Même si l'enthousiasme du public a été un tout petit peu entaché, par l’inexorable attente de l'auteur, celui-ci a finalement été atténué par la belle prestation de Jackson Babingui, qui présentait un extrait de son album hommage à Jacques Loubolo. Puis Valérie Baran a pris le relais présentant l'institution qu'elle dirige depuis maintenant 14 ans. Heureuse et fière de recevoir Alain Mabanckou dans ses locaux dont les perspectives ne sont pas très bonnes. ‘’Nous sommes sur le coup d’une décision extrêmement brutale et délétère puisque nous avons appris le 31 janvier dernier que le ministère de la culture souhaitait fermer définitivement ce lieu, qui est le seul théâtre francophone en France. Nous avons énormément lutté, nous nous sommes bagarrer et nous avons obtenu de poursuivre notre saison. La saison se déroule de la rentrée scolaire jusqu’aux vacances scolaires. C’est-à-dire que nous avons encore six mois d’existence. Nous avons le bonheur d’accueillir des artistes. Mais, pour l’instant, en attente de la décision du nouveau ministre de la culture, nous sommes plutôt dans la perspective de la fermeture de cette maison. Nous continuons notre activité dans l’angoisse de vois tout ça se terminer assez vite.’’

Jackson Babingui lors de sa prestation

Une attente qui en valait finalement la peine puisque le public a pu discuter, échanger et assouvir sa curiosité en toute convivialité avec l’auteur des "Cigognes sont immortelles". Ce fut aussi une rencontre artistique puisque avant de commencer le voyage sur son ouvrage, Cedric Mpindy, du groupe Ballade des Idées, s'était adressé à l’auteur par des mots qui, faisant parfois référence aux titres des ouvrages de l’auteur, ont résumé sa carrière, sa personnalité et son aura. Des mots sincères, sans flatterie, qui montrent à quel point l'auteur de "Verre Cassé" est une fierté pour les congolais en particulier et les africains en général. Des mots que l’écrivain a appréciés sans parvenir vraiment à dissimuler son émotion.

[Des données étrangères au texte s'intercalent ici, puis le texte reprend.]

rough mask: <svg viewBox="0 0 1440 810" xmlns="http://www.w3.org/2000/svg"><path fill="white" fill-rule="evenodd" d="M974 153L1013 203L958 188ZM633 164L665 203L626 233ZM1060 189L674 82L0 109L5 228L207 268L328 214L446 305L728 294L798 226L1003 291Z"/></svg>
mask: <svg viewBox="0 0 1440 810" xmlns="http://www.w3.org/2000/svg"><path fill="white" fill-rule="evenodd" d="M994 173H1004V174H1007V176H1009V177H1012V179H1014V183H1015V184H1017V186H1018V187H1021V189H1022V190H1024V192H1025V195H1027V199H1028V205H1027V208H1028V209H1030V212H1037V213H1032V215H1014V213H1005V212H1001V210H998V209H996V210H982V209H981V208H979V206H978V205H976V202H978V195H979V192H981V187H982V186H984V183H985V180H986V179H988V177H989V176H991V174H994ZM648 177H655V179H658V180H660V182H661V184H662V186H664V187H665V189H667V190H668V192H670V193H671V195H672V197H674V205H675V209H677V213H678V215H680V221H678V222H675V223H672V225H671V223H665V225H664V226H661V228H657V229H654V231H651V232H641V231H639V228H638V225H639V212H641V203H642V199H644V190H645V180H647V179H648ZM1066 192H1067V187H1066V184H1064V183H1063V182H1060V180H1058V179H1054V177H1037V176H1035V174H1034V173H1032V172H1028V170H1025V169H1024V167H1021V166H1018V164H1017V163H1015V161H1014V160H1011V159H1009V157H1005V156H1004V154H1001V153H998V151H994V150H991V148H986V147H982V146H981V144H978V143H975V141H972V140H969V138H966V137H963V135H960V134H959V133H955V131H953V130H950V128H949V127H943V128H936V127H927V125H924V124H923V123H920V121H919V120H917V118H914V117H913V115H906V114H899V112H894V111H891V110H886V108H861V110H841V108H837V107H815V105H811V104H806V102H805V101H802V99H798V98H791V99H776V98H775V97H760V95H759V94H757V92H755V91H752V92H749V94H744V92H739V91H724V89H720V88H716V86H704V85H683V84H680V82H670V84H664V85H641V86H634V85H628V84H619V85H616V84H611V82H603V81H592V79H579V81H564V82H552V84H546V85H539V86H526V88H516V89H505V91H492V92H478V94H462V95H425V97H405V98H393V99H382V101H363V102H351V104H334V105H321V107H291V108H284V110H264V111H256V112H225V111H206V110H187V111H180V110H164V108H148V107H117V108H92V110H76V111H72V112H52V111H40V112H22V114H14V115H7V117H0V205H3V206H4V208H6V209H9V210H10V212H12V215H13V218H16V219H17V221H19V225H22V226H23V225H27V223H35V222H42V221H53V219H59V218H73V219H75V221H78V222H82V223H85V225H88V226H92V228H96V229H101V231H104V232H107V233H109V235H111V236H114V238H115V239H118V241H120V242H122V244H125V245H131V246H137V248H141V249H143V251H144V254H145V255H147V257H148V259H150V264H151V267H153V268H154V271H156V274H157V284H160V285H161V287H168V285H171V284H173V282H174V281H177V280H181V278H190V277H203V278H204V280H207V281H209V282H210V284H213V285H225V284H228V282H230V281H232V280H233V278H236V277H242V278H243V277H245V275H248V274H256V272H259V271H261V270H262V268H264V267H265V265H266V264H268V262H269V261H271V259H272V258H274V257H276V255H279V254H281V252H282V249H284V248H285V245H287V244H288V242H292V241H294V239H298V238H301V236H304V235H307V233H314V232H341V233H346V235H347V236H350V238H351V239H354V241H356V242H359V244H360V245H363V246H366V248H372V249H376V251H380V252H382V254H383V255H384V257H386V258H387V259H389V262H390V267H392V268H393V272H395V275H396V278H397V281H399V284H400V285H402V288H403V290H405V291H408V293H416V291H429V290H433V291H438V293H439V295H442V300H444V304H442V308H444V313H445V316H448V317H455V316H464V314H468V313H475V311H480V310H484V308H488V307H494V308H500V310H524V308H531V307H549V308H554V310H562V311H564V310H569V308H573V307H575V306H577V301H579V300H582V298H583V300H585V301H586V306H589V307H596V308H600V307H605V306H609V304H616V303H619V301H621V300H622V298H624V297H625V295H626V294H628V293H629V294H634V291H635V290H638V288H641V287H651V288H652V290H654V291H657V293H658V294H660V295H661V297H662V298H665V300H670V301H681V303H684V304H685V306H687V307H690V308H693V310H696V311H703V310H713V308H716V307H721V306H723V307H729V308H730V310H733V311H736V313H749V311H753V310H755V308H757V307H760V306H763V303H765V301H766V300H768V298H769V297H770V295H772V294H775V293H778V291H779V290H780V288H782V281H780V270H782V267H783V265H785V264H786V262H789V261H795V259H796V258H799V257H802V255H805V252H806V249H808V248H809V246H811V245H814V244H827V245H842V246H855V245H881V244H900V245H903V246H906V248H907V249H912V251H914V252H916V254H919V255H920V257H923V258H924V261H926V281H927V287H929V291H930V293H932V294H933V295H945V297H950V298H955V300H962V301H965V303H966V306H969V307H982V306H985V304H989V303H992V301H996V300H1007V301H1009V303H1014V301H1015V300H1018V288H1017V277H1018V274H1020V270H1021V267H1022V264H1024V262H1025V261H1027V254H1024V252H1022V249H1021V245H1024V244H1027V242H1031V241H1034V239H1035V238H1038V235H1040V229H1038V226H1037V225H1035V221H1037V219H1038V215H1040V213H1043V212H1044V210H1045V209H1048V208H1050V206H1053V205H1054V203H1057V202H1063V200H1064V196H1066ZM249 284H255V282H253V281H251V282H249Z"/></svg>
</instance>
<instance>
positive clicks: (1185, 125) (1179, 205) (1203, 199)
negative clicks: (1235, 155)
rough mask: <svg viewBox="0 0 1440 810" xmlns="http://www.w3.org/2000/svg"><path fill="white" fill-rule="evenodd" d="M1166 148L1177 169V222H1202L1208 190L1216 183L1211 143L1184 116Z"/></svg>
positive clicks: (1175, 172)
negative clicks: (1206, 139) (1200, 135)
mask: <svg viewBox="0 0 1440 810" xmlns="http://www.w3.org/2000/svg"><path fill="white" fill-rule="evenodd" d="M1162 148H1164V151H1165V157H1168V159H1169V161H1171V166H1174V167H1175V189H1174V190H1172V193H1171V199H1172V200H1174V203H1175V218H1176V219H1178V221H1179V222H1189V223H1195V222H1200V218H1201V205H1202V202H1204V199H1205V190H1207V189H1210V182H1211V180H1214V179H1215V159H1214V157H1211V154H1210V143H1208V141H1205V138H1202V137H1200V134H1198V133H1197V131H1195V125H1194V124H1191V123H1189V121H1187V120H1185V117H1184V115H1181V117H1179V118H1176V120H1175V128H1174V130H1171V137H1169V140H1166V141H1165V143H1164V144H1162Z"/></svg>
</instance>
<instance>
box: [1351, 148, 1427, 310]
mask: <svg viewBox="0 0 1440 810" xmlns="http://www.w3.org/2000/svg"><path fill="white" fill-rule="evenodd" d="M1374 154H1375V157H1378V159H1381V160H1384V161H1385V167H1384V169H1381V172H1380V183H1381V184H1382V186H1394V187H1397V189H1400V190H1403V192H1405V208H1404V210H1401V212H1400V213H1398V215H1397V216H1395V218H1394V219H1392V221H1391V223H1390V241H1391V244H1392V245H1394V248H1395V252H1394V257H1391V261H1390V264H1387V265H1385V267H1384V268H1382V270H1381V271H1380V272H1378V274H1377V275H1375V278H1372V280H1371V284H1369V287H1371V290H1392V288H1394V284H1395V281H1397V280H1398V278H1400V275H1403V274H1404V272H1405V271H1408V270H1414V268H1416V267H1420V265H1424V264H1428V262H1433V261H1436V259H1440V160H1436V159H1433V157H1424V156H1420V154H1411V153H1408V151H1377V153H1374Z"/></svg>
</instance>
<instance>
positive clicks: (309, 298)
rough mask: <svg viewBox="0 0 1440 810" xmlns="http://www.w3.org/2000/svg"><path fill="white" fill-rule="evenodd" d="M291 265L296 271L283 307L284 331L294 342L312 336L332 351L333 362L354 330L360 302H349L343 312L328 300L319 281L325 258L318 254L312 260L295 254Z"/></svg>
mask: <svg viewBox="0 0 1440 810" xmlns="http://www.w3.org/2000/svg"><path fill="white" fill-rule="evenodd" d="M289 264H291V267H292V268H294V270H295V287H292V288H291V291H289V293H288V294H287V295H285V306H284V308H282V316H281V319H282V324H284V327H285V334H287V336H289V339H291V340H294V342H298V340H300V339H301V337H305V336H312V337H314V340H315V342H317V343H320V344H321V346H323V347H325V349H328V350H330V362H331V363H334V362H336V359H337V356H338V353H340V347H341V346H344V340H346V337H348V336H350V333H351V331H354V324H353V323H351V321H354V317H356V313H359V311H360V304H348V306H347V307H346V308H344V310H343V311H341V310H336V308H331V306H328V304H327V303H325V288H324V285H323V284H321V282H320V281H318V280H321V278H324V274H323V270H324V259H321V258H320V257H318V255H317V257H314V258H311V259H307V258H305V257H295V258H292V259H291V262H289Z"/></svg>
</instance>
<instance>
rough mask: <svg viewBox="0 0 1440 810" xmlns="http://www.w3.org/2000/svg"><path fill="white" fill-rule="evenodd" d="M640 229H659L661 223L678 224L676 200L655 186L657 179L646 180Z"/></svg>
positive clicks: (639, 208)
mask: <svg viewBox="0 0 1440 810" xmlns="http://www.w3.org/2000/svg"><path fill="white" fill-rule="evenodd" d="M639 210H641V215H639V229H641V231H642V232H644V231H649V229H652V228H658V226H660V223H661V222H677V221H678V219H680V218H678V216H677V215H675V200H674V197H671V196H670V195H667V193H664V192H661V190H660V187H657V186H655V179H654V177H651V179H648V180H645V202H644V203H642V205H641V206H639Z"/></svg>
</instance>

‘’Je ne sais pas si je dois répondre à cette sanctification [rires]. Ce qui est bien c’est que je me suis toujours dit que quand on parle de moi en des termes si élogieux, la meilleure façon d’être humble est de penser qu’on parle de quelqu’un d’autre que je ne connais pas. Dès que j’entends que ça me concerne, j’imagine que lui c’est un écrivain, il a écrit les livres et moi, c’est le gamin de Pointe-Noire.’’

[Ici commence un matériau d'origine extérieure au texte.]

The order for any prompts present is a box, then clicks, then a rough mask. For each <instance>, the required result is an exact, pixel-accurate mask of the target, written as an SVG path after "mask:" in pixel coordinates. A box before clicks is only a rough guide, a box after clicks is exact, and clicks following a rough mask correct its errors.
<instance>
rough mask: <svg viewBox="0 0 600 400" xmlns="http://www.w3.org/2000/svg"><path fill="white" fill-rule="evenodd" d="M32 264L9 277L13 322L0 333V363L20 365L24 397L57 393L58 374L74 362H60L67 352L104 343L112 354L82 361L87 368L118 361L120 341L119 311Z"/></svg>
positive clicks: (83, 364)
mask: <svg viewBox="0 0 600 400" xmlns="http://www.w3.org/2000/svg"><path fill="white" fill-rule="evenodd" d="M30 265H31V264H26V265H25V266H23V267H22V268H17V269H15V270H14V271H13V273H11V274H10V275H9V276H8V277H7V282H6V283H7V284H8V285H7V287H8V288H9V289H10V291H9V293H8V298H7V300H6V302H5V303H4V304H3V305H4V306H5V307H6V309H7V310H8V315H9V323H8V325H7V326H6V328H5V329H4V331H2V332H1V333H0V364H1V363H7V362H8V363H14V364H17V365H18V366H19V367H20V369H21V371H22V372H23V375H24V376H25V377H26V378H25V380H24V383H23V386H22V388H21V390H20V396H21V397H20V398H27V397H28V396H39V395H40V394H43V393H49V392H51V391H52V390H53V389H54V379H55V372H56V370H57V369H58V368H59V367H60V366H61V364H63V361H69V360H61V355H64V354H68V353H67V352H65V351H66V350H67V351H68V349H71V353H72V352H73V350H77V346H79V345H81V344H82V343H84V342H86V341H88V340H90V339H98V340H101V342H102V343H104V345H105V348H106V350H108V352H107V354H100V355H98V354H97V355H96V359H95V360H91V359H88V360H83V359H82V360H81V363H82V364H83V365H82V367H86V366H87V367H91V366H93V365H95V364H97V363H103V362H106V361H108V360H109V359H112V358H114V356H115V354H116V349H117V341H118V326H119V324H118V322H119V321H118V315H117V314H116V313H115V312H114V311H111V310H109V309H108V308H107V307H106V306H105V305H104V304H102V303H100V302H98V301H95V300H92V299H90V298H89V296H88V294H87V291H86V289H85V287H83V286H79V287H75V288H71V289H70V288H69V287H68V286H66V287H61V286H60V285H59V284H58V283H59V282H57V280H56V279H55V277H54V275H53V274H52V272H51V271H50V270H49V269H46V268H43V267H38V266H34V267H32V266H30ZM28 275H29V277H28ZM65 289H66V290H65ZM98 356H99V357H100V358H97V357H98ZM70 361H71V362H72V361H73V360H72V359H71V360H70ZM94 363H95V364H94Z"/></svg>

Un rendez vous ou l'auteur s'est aussi prêté au jeu de questions-réponses alliant comme à sa coutume, son légendaire sens de l’humour. Ce qui bien évidement a suscité applaudissements et cris de la part du public.

En outre, si plusieurs questions ont été abordées, une belle palette a porté essentiellement sur la préservation du patrimoine congolais, du manque de reconnaissance du pays envers ceux qui lui font honneur. ‘’La valorisation du patrimoine culturel congolais consiste à répertorier l’ensemble des éléments de notre patrimoine qui pourraient être emblématiques et représentés le Congo du nord au sud et de l’est à l’ouest sans esprit partisan. C’est aussi répertorier tous les artistes qui sont dans l’ombre et qui font des œuvres qui sont souvent pillées et vendues à des prix exorbitants dans les musées occidentaux tandis que ces créateurs croupissent dans la misère et la galère. La valorisation passe aussi par la reconnaissance des édifices, bâtiments et monuments.’’

 

Il a ensuite encouragé la jeunesse en les prodiguant des conseils, notamment sur l’effort et le travail. ‘’A la jeunesse, il faut donner des bons exemples. C’est tout ! Si l’enfant me voit voler dans un magasin Christian Dior, il va voler. Le grand-frère a volé, c’est normal et en plus il est devenu riche.’’ Mais le temps fut court et malgré la bonne volonté de l'auteur celui-ci n’a pu répondre à toutes les questions du public. Cela n’a pas empêché le public d’apprécier la présence de l'écrivain et à se ruer sur son dernier livre, "Les cigognes sont immortelles".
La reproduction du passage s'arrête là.